MELVIN HARRIS, MARKET STRATEGIST, ADVANCED CURRENCY MARKETS, NEW YORK:

“The consumer confidence number was tremendous. That’s a key piece for boosting risk appetite. I’m not totally sold on our being in full-blown rally mode again but I am leaning that way. There’s been so much talk about the AAA U.S. credit rating being downgraded, but to be honest, even if this happened -- and I don’t think it will -- the U.S. is not going to default. Neither is the UK. So that shouldn’t be the prompt to sell the dollar.

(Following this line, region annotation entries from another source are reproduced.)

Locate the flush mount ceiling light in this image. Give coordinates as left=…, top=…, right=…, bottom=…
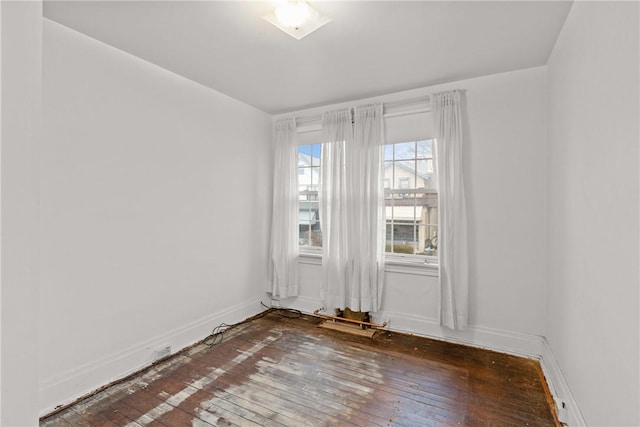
left=263, top=0, right=331, bottom=40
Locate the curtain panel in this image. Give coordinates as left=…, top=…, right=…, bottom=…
left=320, top=104, right=385, bottom=311
left=431, top=90, right=469, bottom=330
left=267, top=117, right=299, bottom=298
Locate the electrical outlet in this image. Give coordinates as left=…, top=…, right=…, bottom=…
left=153, top=345, right=171, bottom=360
left=553, top=397, right=569, bottom=424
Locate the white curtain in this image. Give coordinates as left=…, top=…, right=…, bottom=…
left=320, top=104, right=385, bottom=311
left=267, top=117, right=299, bottom=298
left=431, top=90, right=469, bottom=330
left=319, top=109, right=353, bottom=309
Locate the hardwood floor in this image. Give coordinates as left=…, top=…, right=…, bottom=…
left=40, top=311, right=560, bottom=427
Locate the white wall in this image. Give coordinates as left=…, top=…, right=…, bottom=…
left=39, top=20, right=272, bottom=412
left=278, top=67, right=547, bottom=354
left=0, top=1, right=42, bottom=427
left=546, top=2, right=640, bottom=426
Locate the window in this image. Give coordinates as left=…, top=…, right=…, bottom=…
left=298, top=144, right=322, bottom=247
left=384, top=140, right=438, bottom=256
left=298, top=140, right=438, bottom=257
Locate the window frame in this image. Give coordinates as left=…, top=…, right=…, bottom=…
left=296, top=126, right=440, bottom=277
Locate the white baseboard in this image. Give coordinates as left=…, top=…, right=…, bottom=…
left=540, top=339, right=587, bottom=427
left=281, top=297, right=586, bottom=427
left=39, top=298, right=263, bottom=416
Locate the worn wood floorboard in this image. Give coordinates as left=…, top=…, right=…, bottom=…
left=40, top=311, right=560, bottom=427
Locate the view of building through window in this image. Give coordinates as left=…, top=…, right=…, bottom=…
left=298, top=144, right=322, bottom=247
left=384, top=140, right=438, bottom=256
left=298, top=140, right=438, bottom=256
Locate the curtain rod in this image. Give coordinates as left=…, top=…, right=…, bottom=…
left=294, top=95, right=431, bottom=132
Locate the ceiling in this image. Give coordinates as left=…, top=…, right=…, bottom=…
left=44, top=0, right=571, bottom=114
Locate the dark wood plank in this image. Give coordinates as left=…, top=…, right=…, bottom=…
left=41, top=311, right=560, bottom=427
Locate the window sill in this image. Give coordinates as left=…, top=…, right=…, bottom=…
left=298, top=251, right=440, bottom=277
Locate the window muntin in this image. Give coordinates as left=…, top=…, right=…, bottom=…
left=298, top=144, right=322, bottom=247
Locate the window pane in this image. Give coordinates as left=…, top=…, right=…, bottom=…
left=384, top=144, right=393, bottom=160
left=395, top=160, right=416, bottom=189
left=393, top=141, right=416, bottom=160
left=416, top=139, right=433, bottom=159
left=311, top=144, right=321, bottom=166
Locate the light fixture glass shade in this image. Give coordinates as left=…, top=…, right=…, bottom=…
left=262, top=0, right=331, bottom=40
left=274, top=1, right=311, bottom=28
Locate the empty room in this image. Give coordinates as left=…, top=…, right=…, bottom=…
left=0, top=0, right=640, bottom=427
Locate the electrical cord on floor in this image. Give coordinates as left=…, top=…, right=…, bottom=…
left=260, top=301, right=303, bottom=319
left=202, top=301, right=303, bottom=347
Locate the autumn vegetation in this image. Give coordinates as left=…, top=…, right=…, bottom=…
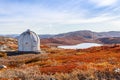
left=0, top=37, right=120, bottom=80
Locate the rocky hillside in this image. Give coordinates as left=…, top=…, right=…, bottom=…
left=41, top=30, right=120, bottom=45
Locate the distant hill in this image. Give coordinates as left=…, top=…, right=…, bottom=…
left=2, top=30, right=120, bottom=45
left=41, top=30, right=120, bottom=45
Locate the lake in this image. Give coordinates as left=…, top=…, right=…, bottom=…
left=58, top=43, right=102, bottom=49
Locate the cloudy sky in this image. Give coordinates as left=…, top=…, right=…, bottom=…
left=0, top=0, right=120, bottom=34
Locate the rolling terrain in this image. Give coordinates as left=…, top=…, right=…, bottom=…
left=0, top=37, right=120, bottom=80
left=41, top=30, right=120, bottom=46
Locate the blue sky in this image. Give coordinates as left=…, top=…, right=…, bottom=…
left=0, top=0, right=120, bottom=34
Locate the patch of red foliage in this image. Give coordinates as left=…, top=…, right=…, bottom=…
left=40, top=45, right=120, bottom=73
left=40, top=64, right=76, bottom=74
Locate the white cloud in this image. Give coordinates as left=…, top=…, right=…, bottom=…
left=90, top=0, right=118, bottom=7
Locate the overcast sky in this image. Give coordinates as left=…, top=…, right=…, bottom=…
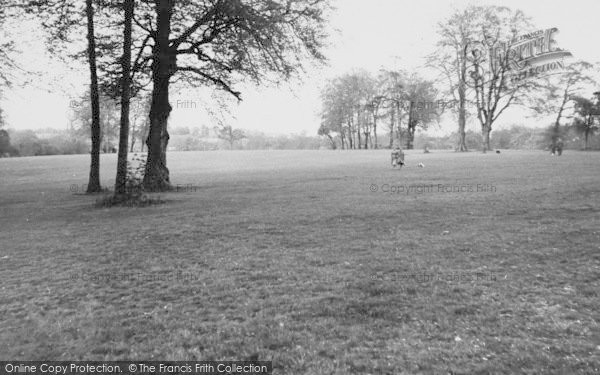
left=2, top=0, right=600, bottom=134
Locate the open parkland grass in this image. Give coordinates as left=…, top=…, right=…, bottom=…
left=0, top=150, right=600, bottom=374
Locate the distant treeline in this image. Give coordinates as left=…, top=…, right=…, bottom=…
left=0, top=125, right=600, bottom=157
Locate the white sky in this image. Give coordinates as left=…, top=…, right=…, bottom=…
left=2, top=0, right=600, bottom=134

BRIAN DOLAN, CHIEF CURRENCY STRATEGIST, FOREX.COM, BEDMINSTER, NEW JERSEY:

“The pull-back in the euro to the $1.3860 area is being bought now, and the sharper-than-expected increase in U.S. consumer confidence plays into the idea that the situation is stabilizing. So you see the dollar and yen crosses getting sold. A lot of the consumer confidence is based on the stock markets having come back, and when you get higher confidence, stocks go up more and it builds upon itself. Still, the big story this week will be how the U.S. Treasury auctions are received.”

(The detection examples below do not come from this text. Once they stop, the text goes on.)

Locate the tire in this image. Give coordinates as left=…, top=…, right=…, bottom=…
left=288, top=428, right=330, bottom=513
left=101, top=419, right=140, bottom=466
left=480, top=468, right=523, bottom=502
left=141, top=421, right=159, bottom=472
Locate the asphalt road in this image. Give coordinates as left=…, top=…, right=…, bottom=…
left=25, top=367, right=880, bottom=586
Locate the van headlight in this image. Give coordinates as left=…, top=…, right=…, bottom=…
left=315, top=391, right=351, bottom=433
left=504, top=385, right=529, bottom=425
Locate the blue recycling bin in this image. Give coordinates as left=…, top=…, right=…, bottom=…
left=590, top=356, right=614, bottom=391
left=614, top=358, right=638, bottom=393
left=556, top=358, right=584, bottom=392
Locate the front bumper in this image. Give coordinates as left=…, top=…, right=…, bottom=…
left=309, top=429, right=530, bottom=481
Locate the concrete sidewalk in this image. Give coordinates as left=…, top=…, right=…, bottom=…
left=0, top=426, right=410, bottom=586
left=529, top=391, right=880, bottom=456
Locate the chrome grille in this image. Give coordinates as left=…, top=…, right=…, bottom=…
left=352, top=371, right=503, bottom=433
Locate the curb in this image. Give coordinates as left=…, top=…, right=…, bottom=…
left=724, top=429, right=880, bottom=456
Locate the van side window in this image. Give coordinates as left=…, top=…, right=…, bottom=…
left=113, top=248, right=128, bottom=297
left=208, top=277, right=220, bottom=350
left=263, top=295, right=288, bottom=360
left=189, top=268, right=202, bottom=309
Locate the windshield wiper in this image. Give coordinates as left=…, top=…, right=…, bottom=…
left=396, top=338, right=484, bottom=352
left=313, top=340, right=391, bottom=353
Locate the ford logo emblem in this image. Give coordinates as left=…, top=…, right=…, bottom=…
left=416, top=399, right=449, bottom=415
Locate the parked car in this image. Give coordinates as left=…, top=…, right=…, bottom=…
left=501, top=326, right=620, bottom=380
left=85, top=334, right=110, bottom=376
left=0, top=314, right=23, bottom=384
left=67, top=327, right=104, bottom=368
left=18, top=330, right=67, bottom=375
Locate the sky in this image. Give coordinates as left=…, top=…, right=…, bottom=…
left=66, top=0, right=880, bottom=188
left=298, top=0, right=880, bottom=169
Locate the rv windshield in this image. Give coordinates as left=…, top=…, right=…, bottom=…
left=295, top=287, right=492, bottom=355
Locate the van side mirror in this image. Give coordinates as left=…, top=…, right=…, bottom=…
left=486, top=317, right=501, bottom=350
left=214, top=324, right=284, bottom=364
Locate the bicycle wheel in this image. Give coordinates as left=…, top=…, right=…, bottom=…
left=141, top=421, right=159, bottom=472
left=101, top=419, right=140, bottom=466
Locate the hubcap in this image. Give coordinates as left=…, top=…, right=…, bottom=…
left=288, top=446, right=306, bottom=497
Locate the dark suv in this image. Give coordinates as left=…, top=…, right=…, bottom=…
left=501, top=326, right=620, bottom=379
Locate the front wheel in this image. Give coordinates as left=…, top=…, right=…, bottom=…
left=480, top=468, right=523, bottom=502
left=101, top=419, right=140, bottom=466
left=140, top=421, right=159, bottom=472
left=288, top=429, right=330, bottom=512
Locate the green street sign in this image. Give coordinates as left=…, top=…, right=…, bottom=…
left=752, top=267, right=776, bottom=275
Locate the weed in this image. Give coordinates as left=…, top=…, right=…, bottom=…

STEVE GOLDMAN, MARKET STRATEGIST, WEEDEN & CO, GREENWICH, CONNECTICUT:

“The data that’s coming out is refreshing. On the other hand stocks have mounted a 37 to 38 percent rally in anticipation the data would start to see an improvement.

“We are down 5 percent off the highs coming into this session, but I generally think stocks will continue in a consolidation phase over the next couple of weeks.”

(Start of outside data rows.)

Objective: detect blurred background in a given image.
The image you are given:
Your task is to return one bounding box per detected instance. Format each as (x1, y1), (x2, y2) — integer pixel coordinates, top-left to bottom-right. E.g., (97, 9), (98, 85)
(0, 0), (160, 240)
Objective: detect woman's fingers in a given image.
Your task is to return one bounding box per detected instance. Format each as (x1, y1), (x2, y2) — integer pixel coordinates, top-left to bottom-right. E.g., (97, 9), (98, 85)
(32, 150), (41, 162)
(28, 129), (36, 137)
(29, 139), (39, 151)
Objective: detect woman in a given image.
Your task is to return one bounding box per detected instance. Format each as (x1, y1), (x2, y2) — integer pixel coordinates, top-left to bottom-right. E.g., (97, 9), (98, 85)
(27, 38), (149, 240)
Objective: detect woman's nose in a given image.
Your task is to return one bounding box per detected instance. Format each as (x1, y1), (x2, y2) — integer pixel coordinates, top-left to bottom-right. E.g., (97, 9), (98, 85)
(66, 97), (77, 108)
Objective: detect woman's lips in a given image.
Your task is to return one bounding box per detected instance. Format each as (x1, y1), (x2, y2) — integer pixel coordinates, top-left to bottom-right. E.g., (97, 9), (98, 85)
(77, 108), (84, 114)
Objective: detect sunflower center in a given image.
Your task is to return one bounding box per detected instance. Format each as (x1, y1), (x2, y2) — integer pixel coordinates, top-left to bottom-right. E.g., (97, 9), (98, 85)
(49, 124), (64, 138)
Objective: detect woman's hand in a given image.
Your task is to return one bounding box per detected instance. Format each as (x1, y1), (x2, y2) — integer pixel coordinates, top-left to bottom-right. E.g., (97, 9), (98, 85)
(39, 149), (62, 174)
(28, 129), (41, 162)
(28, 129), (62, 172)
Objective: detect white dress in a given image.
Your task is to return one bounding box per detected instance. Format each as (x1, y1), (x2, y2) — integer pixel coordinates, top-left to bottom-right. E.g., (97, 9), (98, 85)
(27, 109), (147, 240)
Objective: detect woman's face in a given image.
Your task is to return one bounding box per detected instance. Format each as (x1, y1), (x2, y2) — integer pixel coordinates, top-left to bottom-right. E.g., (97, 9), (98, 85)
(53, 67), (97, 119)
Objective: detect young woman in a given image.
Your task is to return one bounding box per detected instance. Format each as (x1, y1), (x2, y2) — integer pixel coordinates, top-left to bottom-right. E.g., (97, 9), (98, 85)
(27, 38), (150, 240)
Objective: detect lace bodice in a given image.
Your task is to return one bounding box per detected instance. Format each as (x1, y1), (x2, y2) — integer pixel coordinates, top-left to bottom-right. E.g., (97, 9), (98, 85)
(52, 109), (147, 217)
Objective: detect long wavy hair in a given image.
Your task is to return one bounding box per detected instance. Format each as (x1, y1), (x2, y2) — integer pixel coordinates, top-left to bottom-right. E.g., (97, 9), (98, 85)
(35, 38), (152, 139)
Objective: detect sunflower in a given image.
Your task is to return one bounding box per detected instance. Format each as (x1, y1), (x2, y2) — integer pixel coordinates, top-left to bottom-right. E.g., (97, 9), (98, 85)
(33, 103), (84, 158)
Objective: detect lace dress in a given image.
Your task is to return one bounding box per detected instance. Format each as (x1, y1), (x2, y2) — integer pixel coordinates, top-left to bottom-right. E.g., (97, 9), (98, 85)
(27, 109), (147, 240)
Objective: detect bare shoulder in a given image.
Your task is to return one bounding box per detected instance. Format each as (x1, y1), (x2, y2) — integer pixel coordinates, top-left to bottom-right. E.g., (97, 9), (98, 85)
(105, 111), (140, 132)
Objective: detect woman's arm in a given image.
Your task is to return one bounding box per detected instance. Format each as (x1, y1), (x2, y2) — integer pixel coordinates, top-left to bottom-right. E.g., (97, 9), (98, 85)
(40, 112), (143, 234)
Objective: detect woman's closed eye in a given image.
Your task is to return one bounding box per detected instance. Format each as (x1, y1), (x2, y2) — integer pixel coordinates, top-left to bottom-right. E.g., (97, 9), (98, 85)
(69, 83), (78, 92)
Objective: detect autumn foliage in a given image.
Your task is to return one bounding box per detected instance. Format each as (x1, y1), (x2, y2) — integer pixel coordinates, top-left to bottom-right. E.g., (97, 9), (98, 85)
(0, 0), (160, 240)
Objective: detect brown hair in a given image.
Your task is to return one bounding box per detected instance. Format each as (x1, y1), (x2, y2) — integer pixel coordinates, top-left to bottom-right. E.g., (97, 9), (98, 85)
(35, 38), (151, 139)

KATHY LIEN, DIRECTOR OF CURRENCY RESEARCH, GFT FOREX, NEW YORK:

“With equities recovering, jobless claims easing and the Obama Administration rolling out more changes to benefit the average American, consumers have grown much more optimistic. The improvement in consumer confidence will mean that the pullback in currencies this morning is temporary. Traders are still looking to take on more risk at the expense of the dollar.”

DOUG BENDER, MANAGING DIRECTOR, MCQUEEN, BALL & ASSOCIATES, BETHLEHEM, PENNSYLVANIA:

“Consumer confidence was much higher than what they were expecting, but this has often been misleading. Follow what I do and not what I say: that’s what I’m a believer in.

“Treasuries have come off a bit.”

GARY THAYER, SENIOR ECONOMIST, WELLS FARGO ADVISORS, ST. LOUIS, MISSOURI:

“It’s a very encouraging number. Consumers are feeling a little better about the present situation, but feeling much better about expectations for the future. That’s in sharp contrast with what we saw last October when the ‘expectations’ index was lower than the ‘present situation’ number. The economy is not a lot better right now, but people are feeling that there’s light at the end of the tunnel.”

TODD CLARK, MANAGING DIRECTOR OF STOCK TRADING, NOLLENBERGER CAPITAL PARTNERS, SAN FRANCISCO:

“Huge number -- much higher than expected, obviously giving the market a good boost here. Basically the highest since September of last year. They were expecting 43, it came out at 54.9, so obviously the extent of that could help consumer spending and economic growth in general.”

PETER KENNY, MANAGING DIRECTOR AT KNIGHT EQUITY MARKETS, JERSEY CITY, NEW JERSEY:

“This is very positive, better than expected. I was looking for positive, but this is very solid. This is going to arrest any erosion we’ve seen in the rally.

“This comes on top of the fairly negative home pricing number, but what comes out on top in terms of momentum is consumer confident. It’s more relevant and closer to real time. Housing is more backward-looking.

“As is always been the case, regardless of how much the government feels it is in control, the consumer is the principal driver of world growth. They’re 70 percent of the economy, and when the consumer feels confident and powerful its just a question of time before things start ironing themselves out.”

MARKET REACTION: STOCKS: U.S. stock indexes rose sharply. BONDS: U.S. Treasury debt prices lost earlier gains. DOLLAR: U.S. dollar rose against the yen but fell against the euro.